How did you end up in space with your study/work background?

My career levering space technologies for environmental and social impact stems from my life, educational experiences and my personal goals. Having grown up in South Africa, I fell in love with the power and influence of nature on the quality of life. It was then embedded in me that this was a force worth fighting for and with. But to ensure this symbiosis, the challenge of translating the power of isolated technologies, complex system dynamics and confrontational messaging needs to be digested, made relatable and postured to invoke actions to uptake.

What better way to do this than gain an absolute perspective of impact on the earth than using EO, GIS and AI? As such, as a formally trained environmental planner and communications professional, I came across Space4Good in my search of meeting the nexus of storytelling and environmental science. Working at Space4Good was the opportunity to formally do what I have trained and set out to do - communicate the power of impact on the earth by impact projects and inform valuable change. My love for this technology and sector has just skyrocketed from there – excuse the pun.

How does your specific non-tech discipline or expertise add value to your organization?

My non-technological expertise adds value to the company I work for on multiple fronts, despite the largely technical foundation on which we function. The nexus of my background in communications (PR, storytelling, research and connection) with that of more scientific expertise in environmental and infrastructure planning (spatial sciences) have enabled me to reach my goal of bridging the gap between science and impact arenas. All too often we overlook ‘soft skills’ (I don’t like that term, but you know what I mean), as being secondary to hard skills. But we must not forget that it is the role that our skills play that makes our tech translatable to non-tech experts, our partner/client issues understandable, solutions relatable, and effective deployment for impact qualifiable. In the end, I believe our technology can just be technology and not a tool until we connect it with impact arenas. And connection is what I and other professionals like us do.

How do you interact with the engineering side of the space organization you work for?

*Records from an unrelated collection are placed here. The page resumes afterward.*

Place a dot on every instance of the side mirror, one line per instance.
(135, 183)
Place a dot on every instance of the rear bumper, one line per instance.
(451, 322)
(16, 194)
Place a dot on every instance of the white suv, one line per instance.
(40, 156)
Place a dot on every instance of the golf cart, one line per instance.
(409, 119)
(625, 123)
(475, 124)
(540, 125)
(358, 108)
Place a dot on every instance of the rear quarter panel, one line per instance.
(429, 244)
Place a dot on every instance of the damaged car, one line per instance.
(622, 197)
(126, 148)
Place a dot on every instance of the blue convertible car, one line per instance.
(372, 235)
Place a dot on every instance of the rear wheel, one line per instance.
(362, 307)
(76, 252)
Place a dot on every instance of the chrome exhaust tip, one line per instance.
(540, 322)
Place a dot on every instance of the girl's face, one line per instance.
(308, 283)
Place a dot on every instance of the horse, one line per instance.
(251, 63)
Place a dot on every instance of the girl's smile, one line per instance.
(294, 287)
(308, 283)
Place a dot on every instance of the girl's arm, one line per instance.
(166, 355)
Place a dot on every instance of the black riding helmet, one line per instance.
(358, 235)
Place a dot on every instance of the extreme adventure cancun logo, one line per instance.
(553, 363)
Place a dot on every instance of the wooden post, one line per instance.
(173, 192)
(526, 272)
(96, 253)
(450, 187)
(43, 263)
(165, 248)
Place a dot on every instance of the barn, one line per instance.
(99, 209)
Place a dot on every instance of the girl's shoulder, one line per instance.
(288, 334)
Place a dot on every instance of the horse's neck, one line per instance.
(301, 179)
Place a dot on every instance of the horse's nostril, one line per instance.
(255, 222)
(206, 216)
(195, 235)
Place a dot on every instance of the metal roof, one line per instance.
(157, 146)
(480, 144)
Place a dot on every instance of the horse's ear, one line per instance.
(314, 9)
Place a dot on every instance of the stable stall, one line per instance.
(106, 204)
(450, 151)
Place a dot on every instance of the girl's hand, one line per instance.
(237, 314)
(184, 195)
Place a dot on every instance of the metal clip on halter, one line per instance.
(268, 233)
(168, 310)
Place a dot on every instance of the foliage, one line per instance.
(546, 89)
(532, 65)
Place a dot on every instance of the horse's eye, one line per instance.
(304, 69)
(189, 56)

Working along with the data scientists in my work is a massive highlight. Very often, these magicians of earth observation and AI transport me to places formerly unreachable and help me understand with their outputs the impact industries, climate and people have on the land via the systems I have dedicated my career to studying. This is the gap I want to translate – and we see this as a common goal. Very often it is important that interaction with my colleagues is pointed and direct to our specific project/development goals. Although we do enjoy innovating and ideating together, I have noticed it is best that I have a concept of our partner’s challenge/goal outlined to a common company framework for our tech team to riff off. For example, a first meeting is not the ideal time to bring in our tech muscle. Their time is PRECIOUS and highly impactful to our outcomes. As such, being organised, and understanding the client asks, the tech needs and sales objective before engaging is best. However, each organization is different, but learning the workflow of our engineers and figuring out how best to engage without negative knock-on effects to their work, is greatly appreciated.